City staff released a recommended budget document for the next two fiscal years April 17. The city council will vote on it in June after a period of feedback from the public. The city’s total recommended budget is $162.3 million for fiscal year 2020-2021, and $144.3 million for fiscal year 2021-2022. (The adopted budget for fiscal year 2019-2020 was $135.5 million.)
In the opening letter of the recommended budget, Turner said the document reflects the ongoing realities of the impact of COVID-19 with the city expecting significant revenue loss.
“The pandemic’s impact on the global and local economy, coupled with existing unfunded needs and the loss of revenues from the city’s Residential Development Control System, has negatively impacted the city’s budgetary outlook in a substantial way, and a lot sooner than originally projected,” she wrote.
To address the shortfall, the city implemented a hiring freeze, with the exception of critical vacant public safety positions. The recommended budget includes deferment of some building maintenance projects, reduced contractual services, and a draw down on the General Liability Insurance Fund to supplement the expected increase in unemployment insurance claims.
Compared to the 2008 financial crisis, the COVID-19 impact on the economy is worse because it was so quick in shutting down so many stores and restaurants and reducing business and leisure travel, said Dat Nguyen, the director of finance for the city.
“In 2008 and 2009, you could see it gradually happening. With this one, everything just came to an abrupt end,” he said. “The big difference during the time of the Great Recession, recreation services, which is part of General Fund revenue, actually went up. But with COVID-19, recreational services saw a dramatic reduction.”
Nugyen hopes the impact of the coronavirus on the economy will be shorter than the Great Recession if businesses can be restarted, but that depends on how the disease spreads during the rest of the year.
“What we worry about is the potential second wave, we just don’t know,” he said. “We just have to keep monitoring and analyzing and revising the numbers as they come.”
The COVID-19 impact on revenue will force the city to cut or postpone programs and projects, Turner said. After the Santa Clara County Health Department issued a shelter-in place order March 17, the city furloughed 76 part-time temporary employees and 22 regular staff members. Many of these were in the recreational facilities. Some contractual services such as janitorial and maintenance were also reduced.
“We’re going to bring in more reductions to really respond to COVID-19 and the impacts that we are seeing,” the city manager said. “Yes, we have a reserve (of about $18 million). But we already had fiscal needs above and beyond what was programed into our budget. So this just complicates things.”
Those needs include hiring more police officers, building a new fire station, and street and building maintenance needs.
Recreation programs and services has long been a big source of revenue for the city and COVID-19 has forced the closure of the Centennial Recreation Center, the Aquatics Center and the Community and Cultural Center, which is rented out for events and meetings.
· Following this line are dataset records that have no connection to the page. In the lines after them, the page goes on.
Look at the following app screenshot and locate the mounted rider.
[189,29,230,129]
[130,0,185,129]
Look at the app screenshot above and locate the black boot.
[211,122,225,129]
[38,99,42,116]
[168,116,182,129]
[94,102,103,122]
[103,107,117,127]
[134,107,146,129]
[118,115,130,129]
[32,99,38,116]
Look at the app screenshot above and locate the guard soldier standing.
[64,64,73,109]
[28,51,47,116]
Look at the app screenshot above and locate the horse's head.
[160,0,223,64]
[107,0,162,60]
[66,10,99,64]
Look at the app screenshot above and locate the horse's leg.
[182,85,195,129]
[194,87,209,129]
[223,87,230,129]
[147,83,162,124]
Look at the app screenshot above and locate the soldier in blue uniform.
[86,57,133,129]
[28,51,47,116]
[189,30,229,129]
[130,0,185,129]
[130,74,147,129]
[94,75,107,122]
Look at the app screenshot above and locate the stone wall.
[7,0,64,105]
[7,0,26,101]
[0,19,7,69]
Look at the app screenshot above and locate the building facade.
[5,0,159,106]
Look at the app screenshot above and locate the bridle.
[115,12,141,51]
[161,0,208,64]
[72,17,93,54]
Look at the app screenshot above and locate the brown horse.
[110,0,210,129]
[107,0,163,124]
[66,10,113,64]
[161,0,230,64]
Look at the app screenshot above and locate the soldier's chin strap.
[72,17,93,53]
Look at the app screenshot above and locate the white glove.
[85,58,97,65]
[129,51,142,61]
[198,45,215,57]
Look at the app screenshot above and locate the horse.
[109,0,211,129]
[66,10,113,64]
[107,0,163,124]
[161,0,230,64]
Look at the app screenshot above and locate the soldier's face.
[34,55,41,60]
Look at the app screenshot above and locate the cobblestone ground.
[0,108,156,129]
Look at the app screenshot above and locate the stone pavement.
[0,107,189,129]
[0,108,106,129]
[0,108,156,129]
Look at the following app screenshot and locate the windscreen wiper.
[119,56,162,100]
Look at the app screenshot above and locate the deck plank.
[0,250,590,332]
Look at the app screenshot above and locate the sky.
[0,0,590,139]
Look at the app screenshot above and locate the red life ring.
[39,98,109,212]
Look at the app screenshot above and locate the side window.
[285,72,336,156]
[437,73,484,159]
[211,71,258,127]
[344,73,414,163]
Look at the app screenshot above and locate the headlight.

The city is not receiving the membership dues as it has delayed the April draw from accounts and might continue doing that depending on stay-in-place orders from the county.
The TOT is generated by the occupancy rate at the hotels, which now stands at about 20 percent. The hotels typically see about 70 percent of their rooms filled. The city projects that total revenue coming in over the course of two years will be about $1.7 million.
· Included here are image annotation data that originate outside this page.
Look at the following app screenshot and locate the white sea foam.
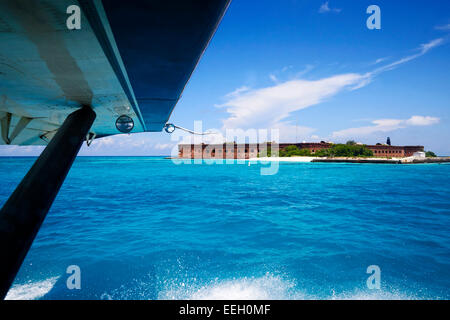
[158,274,418,300]
[5,277,59,300]
[158,274,305,300]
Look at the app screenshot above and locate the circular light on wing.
[116,115,134,133]
[164,123,175,133]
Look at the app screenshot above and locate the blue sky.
[0,0,450,155]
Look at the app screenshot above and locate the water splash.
[158,274,305,300]
[5,277,59,300]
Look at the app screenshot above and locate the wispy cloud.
[319,1,342,13]
[367,38,444,77]
[222,73,364,128]
[371,58,388,65]
[434,23,450,31]
[219,38,444,134]
[332,116,440,139]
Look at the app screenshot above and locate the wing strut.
[0,106,96,299]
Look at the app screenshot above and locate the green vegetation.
[267,141,373,157]
[314,144,373,157]
[279,145,311,157]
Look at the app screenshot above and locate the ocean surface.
[0,157,450,299]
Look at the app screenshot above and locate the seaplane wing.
[0,0,229,145]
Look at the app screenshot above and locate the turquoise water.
[0,157,450,299]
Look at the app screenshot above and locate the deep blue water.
[0,157,450,299]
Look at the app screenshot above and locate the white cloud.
[332,116,440,139]
[319,1,341,13]
[222,73,363,128]
[434,23,450,31]
[218,38,444,134]
[366,38,444,77]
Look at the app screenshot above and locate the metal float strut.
[0,106,96,299]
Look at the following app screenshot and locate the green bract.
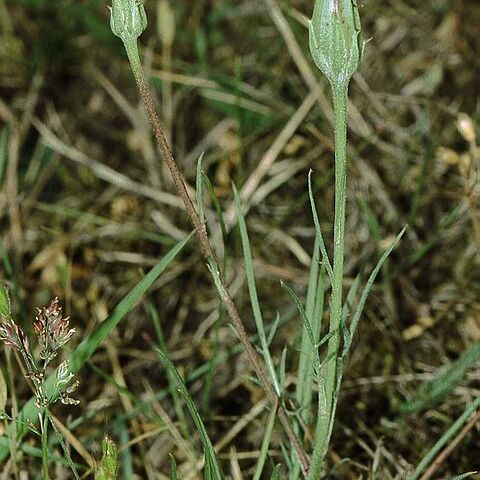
[110,0,147,44]
[309,0,363,85]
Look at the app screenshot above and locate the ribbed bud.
[309,0,363,85]
[110,0,147,43]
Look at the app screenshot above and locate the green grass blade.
[0,233,193,462]
[157,350,223,480]
[253,408,277,480]
[233,185,281,395]
[95,435,118,480]
[308,170,333,278]
[449,471,478,480]
[148,299,191,440]
[196,153,205,223]
[170,454,178,480]
[409,397,480,480]
[342,227,407,360]
[270,464,282,480]
[0,127,8,185]
[280,281,321,386]
[400,343,480,413]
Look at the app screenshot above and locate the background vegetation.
[0,0,480,479]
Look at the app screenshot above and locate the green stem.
[308,80,348,480]
[40,410,50,480]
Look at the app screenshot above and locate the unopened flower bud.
[110,0,147,44]
[309,0,363,85]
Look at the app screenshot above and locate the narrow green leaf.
[253,408,277,480]
[0,368,8,414]
[400,343,480,413]
[157,350,223,480]
[270,464,282,480]
[450,471,478,480]
[0,127,8,185]
[0,283,12,318]
[409,397,480,480]
[342,227,407,359]
[196,153,205,223]
[0,232,194,462]
[169,453,178,480]
[280,281,321,377]
[95,435,118,480]
[233,185,280,395]
[308,170,333,278]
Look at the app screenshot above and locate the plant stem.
[40,410,50,480]
[308,83,348,480]
[125,41,309,476]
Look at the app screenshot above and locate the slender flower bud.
[309,0,363,85]
[110,0,147,44]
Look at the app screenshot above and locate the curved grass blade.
[342,227,407,360]
[253,408,277,480]
[0,232,194,462]
[409,397,480,480]
[170,454,178,480]
[400,343,480,413]
[157,350,223,480]
[308,170,333,278]
[233,185,281,396]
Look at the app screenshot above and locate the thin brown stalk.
[133,64,309,475]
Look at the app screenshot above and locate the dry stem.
[129,58,309,476]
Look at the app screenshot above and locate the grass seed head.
[309,0,363,85]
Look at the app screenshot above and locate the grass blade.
[400,343,480,413]
[170,454,178,480]
[342,227,407,360]
[409,397,480,480]
[233,185,281,396]
[157,350,223,480]
[308,170,333,278]
[253,408,277,480]
[0,233,193,462]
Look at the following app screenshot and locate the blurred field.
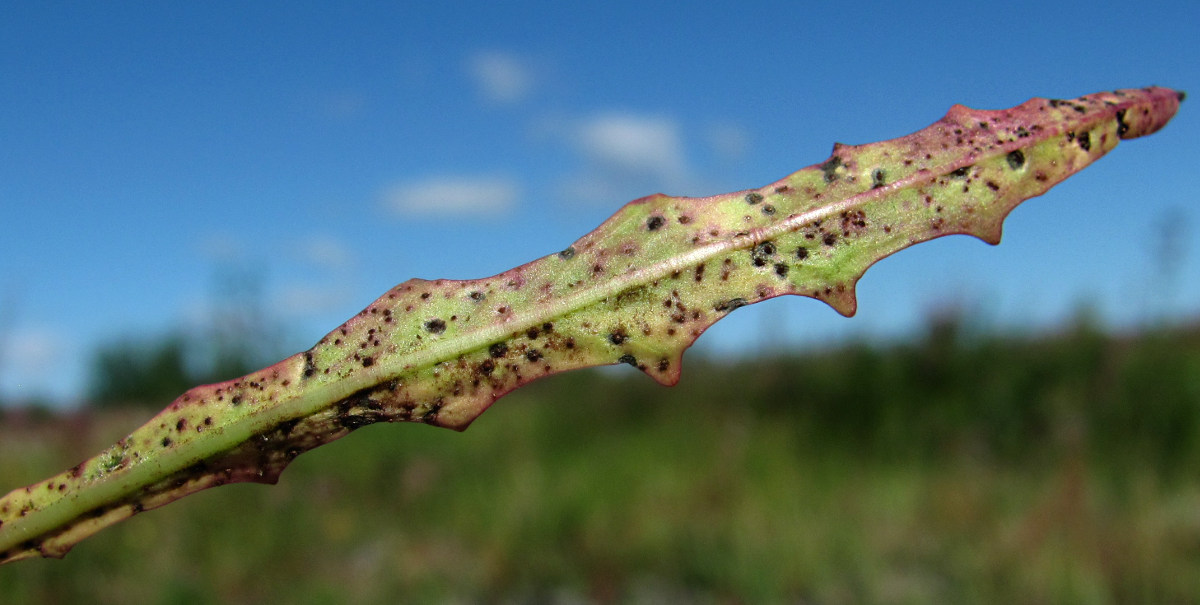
[0,319,1200,604]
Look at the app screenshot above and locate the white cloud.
[554,112,696,203]
[467,50,535,103]
[383,176,521,215]
[575,113,686,180]
[0,328,80,400]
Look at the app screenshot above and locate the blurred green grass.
[0,318,1200,604]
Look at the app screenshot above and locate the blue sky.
[0,1,1200,401]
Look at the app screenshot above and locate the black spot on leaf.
[1117,109,1129,138]
[871,168,887,188]
[750,241,775,266]
[713,298,750,317]
[1008,149,1025,170]
[820,156,841,182]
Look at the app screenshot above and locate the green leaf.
[0,88,1183,562]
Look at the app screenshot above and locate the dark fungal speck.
[820,156,841,182]
[1117,109,1129,138]
[479,359,496,376]
[1008,149,1025,170]
[750,241,775,266]
[871,168,887,188]
[713,298,750,317]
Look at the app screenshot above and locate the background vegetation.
[0,316,1200,604]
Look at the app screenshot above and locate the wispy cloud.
[560,112,692,203]
[575,113,686,179]
[0,327,80,400]
[467,50,536,103]
[383,175,521,216]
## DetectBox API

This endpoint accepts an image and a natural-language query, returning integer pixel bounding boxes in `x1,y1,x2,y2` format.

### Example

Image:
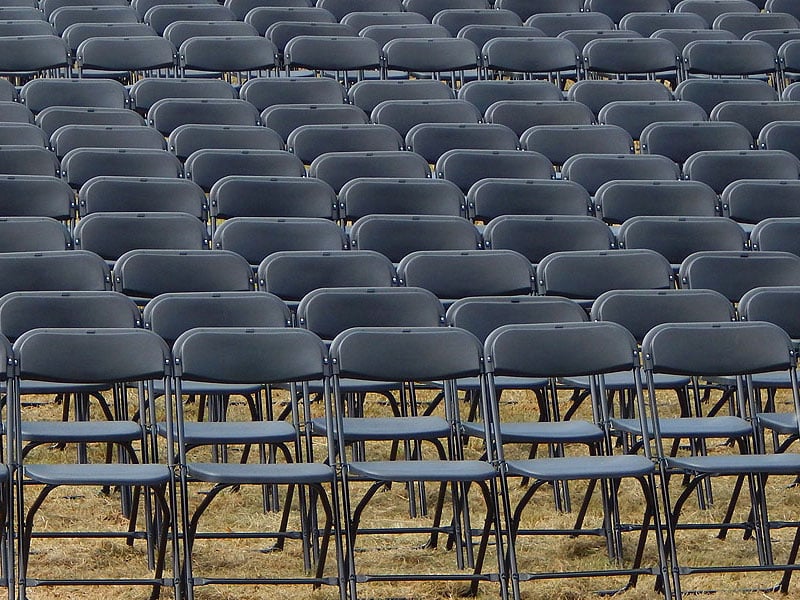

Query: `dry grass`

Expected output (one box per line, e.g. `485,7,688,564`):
14,384,800,600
“This assumes a gradual picking back up where people are going to be traveling again and the Outdoor Sports Center opens up and we’ll see tournaments and construction picks up and workers will stay at our hotels,” Turner said. “This number has the ability to grow bigger in revenue loss if it takes the economy longer to pick back up.”
The Hale Avenue extension project will not be impacted because it is primarily funded by Measure B, a county bond passed in 2016. Grant projects like that and projects funded by impact fees are not going to be impacted.
COVID-19’s impact on the economy will be felt by residents of Morgan Hill for a few years. “It’s going to be a long road to recovery,” Turner said.